# Gel leisure battery



## Seeker (Dec 26, 2005)

Hello all

Seems the time is here to swap out my original gel leisure battery from my Hymer B564. It's over 10 years old and is not holding the charge for long.

After hours of research on the web it seems the only option available that matches the required spec and dimensions is the Exide G80 80Ah Gel leisure battery. It's £195 inc delivery from these people: http://www.leisurebatteryshop.co.uk/Exide-G80-80Ah-Gel-Leisure-Battery

Anyone know of any other option or a cheaper supplier?

Many thanks

Harry


----------



## rosalan (Aug 24, 2009)

I went to a talk at the Peterborough Show and discussed with the 'experts' which the best batteries are. They could go on for hours on the topic.

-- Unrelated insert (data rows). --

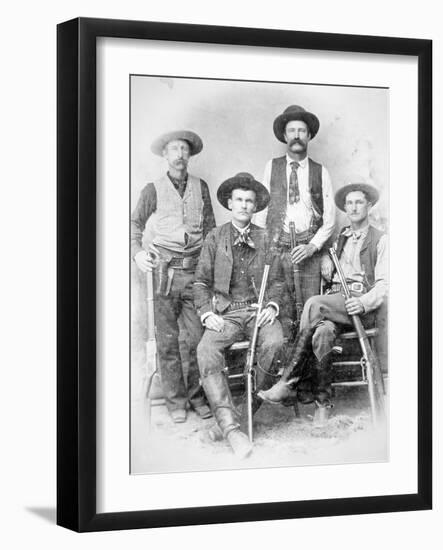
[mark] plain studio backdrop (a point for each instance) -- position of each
(28, 248)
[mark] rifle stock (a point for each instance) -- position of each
(151, 367)
(373, 370)
(249, 371)
(296, 275)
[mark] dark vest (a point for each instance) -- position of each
(368, 252)
(279, 192)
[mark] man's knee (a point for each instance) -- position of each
(272, 337)
(209, 355)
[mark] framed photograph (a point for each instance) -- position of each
(244, 274)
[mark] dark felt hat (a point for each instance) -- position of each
(195, 142)
(371, 193)
(243, 180)
(295, 112)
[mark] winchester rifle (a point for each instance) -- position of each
(151, 366)
(297, 280)
(249, 371)
(370, 361)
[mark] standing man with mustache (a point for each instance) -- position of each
(301, 193)
(182, 215)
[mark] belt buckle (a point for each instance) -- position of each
(188, 262)
(357, 287)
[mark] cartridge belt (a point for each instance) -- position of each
(234, 306)
(354, 287)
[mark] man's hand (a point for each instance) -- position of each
(147, 261)
(302, 252)
(267, 316)
(327, 267)
(214, 322)
(354, 306)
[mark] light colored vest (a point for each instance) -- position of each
(176, 216)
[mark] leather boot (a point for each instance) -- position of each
(281, 391)
(219, 397)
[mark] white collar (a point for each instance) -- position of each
(239, 229)
(303, 163)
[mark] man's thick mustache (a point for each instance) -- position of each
(295, 141)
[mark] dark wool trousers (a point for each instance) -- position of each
(310, 278)
(324, 314)
(239, 325)
(168, 309)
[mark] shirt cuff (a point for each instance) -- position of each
(275, 306)
(365, 303)
(204, 316)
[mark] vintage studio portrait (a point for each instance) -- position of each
(259, 231)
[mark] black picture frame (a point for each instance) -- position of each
(76, 279)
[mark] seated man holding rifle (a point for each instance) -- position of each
(231, 275)
(362, 258)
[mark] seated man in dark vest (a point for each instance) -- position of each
(179, 208)
(226, 288)
(362, 252)
(301, 193)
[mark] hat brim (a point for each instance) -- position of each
(370, 191)
(195, 142)
(262, 195)
(305, 116)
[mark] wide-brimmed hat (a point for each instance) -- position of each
(295, 112)
(243, 180)
(195, 142)
(370, 191)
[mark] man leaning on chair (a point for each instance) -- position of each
(362, 252)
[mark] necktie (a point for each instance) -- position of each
(294, 191)
(244, 238)
(181, 187)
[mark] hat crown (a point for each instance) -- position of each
(294, 109)
(244, 176)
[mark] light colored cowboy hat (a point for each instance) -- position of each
(295, 112)
(243, 180)
(370, 191)
(195, 142)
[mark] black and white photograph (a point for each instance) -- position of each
(259, 233)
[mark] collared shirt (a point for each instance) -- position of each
(241, 287)
(352, 269)
(147, 205)
(176, 183)
(303, 212)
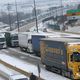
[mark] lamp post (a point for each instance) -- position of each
(17, 16)
(35, 16)
(9, 16)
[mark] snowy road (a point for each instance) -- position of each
(30, 67)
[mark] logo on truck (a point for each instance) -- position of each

An independent review that I got, did not name any batteries but it turns out that Banner make the batteries that came off best. I also learnt that heavy equals best etc etc and that RoadPro were selling Banner (made in Germany or Austria), which are not the cheapest. I too have a Gel battery and apparently Dethleffs fit Banner as do others in the Hymer, Burstner Dethleffs group.
What did put me off the cheaper batteries was the state of the inside following severe electrical testing.
I have nothing to do with anybody but just pass on what the 'experts' discussed.... they were not actually selling batteries, so I listened.

Alan


----------



## steco1958 (Mar 5, 2009)

thebatteryguys.co.uk


----------



## Seeker (Dec 26, 2005)

Thanks for comments. Have decided to go with Tanya, sorry, wishful thinking, it's Tayna at http://www.tayna.co.uk/Exide-Leisure-Batteries-S1254-1.html

£193 delivered.

Cheers


----------



## premiermotorhomes (Feb 13, 2008)

Good afternoon,

An alternative would be http://www.tayna.co.uk/Sonnenschein-SL75-GF12065Y-P4876.html

Regards,
Chris


----------



## Seeker (Dec 26, 2005)

Thanks Chris - I'll console myself that I'm getting an extra 5Ah and employing Brit workers for the extra £28!

H


----------